One might think that Blige would be itching to counsel other high-profile domestic violence survivors such as Rihanna — but while she’s more than willing to extend a helping hand, she doesn’t intend to butt in unless asked. “If they ask me for advice and I can help, I will, but I’m not just going to walk up to them and say, ‘youuuu ooohhhhh.’ Because I don’t want anybody doing that for me,” she said with a laugh.
Of fellow singers such as Beyoncé and Rihanna, Blige noted, “They seem like pretty smart women to me. As long as they’re confident and believe in themselves [that’s good.] Everyone’s job and assignment is not what I do. That’s fair. And what works for you may not work for me and what works for me may not work for you.”
There were bright points in her troubled childhood, however. “I had a dream when I was a little girl, about all these lights and all these people. That’s all I can say, I had a dream about all these lights and all these people. And I believe I was onstage.

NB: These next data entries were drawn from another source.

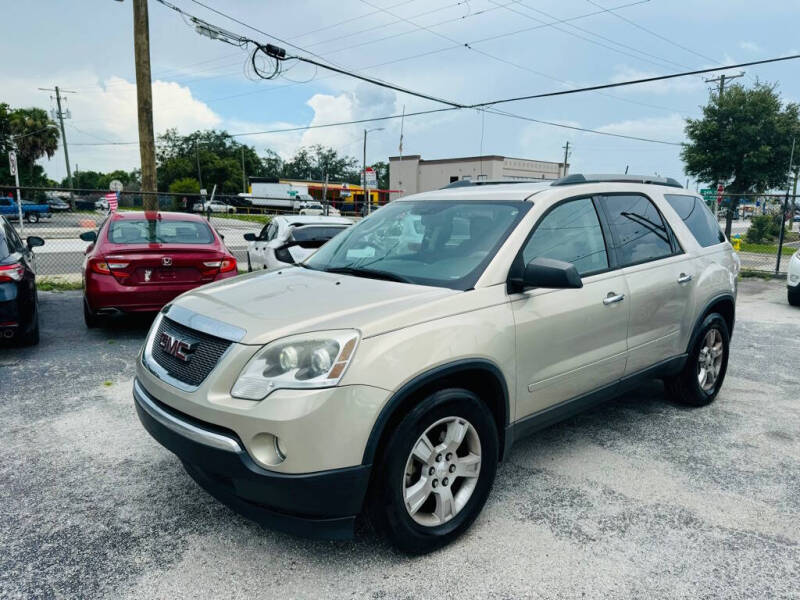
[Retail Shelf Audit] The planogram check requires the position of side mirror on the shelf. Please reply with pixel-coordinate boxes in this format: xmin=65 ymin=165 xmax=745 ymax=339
xmin=511 ymin=257 xmax=583 ymax=291
xmin=26 ymin=235 xmax=44 ymax=250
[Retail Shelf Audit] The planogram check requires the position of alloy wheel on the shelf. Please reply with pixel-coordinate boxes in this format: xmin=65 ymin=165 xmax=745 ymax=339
xmin=403 ymin=416 xmax=481 ymax=527
xmin=697 ymin=329 xmax=724 ymax=392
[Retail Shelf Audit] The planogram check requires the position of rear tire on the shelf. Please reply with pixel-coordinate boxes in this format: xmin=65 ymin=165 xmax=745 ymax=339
xmin=664 ymin=313 xmax=731 ymax=406
xmin=786 ymin=285 xmax=800 ymax=306
xmin=369 ymin=389 xmax=499 ymax=554
xmin=83 ymin=298 xmax=101 ymax=329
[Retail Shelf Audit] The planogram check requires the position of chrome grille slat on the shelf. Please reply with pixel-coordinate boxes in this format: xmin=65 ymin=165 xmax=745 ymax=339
xmin=150 ymin=317 xmax=232 ymax=387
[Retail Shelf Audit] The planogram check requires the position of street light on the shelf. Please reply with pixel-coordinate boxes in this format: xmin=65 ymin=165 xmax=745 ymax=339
xmin=361 ymin=127 xmax=385 ymax=214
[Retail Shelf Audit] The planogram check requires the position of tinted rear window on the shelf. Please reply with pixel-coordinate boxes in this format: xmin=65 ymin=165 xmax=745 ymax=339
xmin=664 ymin=194 xmax=725 ymax=248
xmin=108 ymin=219 xmax=214 ymax=244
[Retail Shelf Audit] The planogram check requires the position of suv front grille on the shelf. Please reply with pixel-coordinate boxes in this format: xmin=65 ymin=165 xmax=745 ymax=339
xmin=150 ymin=317 xmax=232 ymax=387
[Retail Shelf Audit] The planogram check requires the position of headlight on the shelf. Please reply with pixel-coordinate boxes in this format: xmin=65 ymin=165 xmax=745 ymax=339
xmin=231 ymin=329 xmax=358 ymax=400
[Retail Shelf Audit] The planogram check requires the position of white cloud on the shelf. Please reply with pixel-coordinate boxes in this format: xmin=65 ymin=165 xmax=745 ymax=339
xmin=611 ymin=67 xmax=706 ymax=95
xmin=739 ymin=42 xmax=763 ymax=52
xmin=595 ymin=113 xmax=686 ymax=142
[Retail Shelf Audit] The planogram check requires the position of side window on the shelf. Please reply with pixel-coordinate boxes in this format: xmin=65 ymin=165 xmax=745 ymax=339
xmin=603 ymin=194 xmax=673 ymax=267
xmin=664 ymin=194 xmax=725 ymax=248
xmin=522 ymin=198 xmax=608 ymax=276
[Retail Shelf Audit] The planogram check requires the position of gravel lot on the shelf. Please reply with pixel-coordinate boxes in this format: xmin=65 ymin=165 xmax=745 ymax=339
xmin=0 ymin=280 xmax=800 ymax=598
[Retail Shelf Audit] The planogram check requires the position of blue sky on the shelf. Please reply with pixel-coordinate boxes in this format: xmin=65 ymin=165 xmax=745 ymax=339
xmin=0 ymin=0 xmax=800 ymax=188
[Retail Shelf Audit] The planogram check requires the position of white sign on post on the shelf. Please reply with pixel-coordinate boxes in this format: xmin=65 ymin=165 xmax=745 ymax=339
xmin=8 ymin=150 xmax=17 ymax=175
xmin=8 ymin=150 xmax=25 ymax=236
xmin=365 ymin=167 xmax=378 ymax=188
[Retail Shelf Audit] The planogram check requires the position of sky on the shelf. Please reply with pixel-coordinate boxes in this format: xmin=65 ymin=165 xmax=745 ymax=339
xmin=0 ymin=0 xmax=800 ymax=187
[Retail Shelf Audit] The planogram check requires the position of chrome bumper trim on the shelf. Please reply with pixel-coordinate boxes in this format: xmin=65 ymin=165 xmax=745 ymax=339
xmin=133 ymin=380 xmax=243 ymax=453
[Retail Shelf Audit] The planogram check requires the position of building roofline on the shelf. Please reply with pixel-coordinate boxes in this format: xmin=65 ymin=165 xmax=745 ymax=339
xmin=389 ymin=154 xmax=564 ymax=166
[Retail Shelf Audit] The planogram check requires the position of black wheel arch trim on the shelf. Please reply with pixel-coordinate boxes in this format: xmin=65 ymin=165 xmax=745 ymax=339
xmin=686 ymin=293 xmax=736 ymax=354
xmin=361 ymin=358 xmax=511 ymax=465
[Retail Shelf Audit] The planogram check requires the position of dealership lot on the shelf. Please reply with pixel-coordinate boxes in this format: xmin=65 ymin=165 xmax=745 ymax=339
xmin=0 ymin=280 xmax=800 ymax=598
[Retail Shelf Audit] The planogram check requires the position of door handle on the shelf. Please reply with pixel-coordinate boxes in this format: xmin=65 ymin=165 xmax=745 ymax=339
xmin=603 ymin=292 xmax=625 ymax=306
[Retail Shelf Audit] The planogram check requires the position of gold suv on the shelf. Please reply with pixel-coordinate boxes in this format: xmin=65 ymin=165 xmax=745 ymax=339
xmin=134 ymin=175 xmax=739 ymax=553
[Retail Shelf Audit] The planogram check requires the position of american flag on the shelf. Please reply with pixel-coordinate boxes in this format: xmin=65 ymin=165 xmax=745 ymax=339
xmin=103 ymin=192 xmax=119 ymax=212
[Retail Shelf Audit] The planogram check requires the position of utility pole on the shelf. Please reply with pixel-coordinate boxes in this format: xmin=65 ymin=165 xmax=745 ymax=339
xmin=775 ymin=138 xmax=795 ymax=275
xmin=39 ymin=85 xmax=77 ymax=198
xmin=361 ymin=129 xmax=371 ymax=216
xmin=194 ymin=138 xmax=203 ymax=190
xmin=705 ymin=71 xmax=744 ymax=230
xmin=133 ymin=0 xmax=158 ymax=211
xmin=242 ymin=146 xmax=247 ymax=194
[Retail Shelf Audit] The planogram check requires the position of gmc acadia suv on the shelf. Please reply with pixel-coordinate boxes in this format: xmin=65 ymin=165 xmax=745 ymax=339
xmin=134 ymin=175 xmax=739 ymax=553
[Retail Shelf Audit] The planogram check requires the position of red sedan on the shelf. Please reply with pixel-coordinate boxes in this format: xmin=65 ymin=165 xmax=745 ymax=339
xmin=80 ymin=212 xmax=238 ymax=327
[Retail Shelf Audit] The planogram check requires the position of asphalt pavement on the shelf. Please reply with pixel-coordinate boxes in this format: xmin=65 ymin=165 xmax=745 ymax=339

“It worked out the way I thought it would, now. Because I know who I am, and I love myself now. Now, I’m smiling like I did when I was a kid. In the middle of all that turmoil — getting into the music business, not being prepared, not being educated, not having parental guidance to guide me through — it was a complete disaster, but the music helped everybody! We were all in the same disastrous place at the same time, and now that dream is now. That dream was at ‘American Idol.’ That dream was being onstage with [Andrea] Bocelli. That dream is being able to go to my concerts and have all my fans sing all my songs, word for word.”
Blige is also learning French and taking acting lessons in preparation for a biopic of Nina Simone, in which she will play the title role. The film is tentatively slated for a 2012 release. “It’s fun, singing in French, singing in opera. I’m learning. If I say to you, ‘ca va’? And you say, ‘trés bien, merci. Et vous?’ That’s all you really need, along with ‘merci beaucoup’ and ‘s’il vous plait.’”
Then there’s the fashion world. Blige — a noted clotheshorse who especially loves big sunglasses, big hoop earrings and scarves — is taking the plunge into accessories design this fall with her own eyewear line, Melodies by Mary J. Blige. She also sees scarves and belts in her near future. But full-on fashion? Of that, she’s not so sure.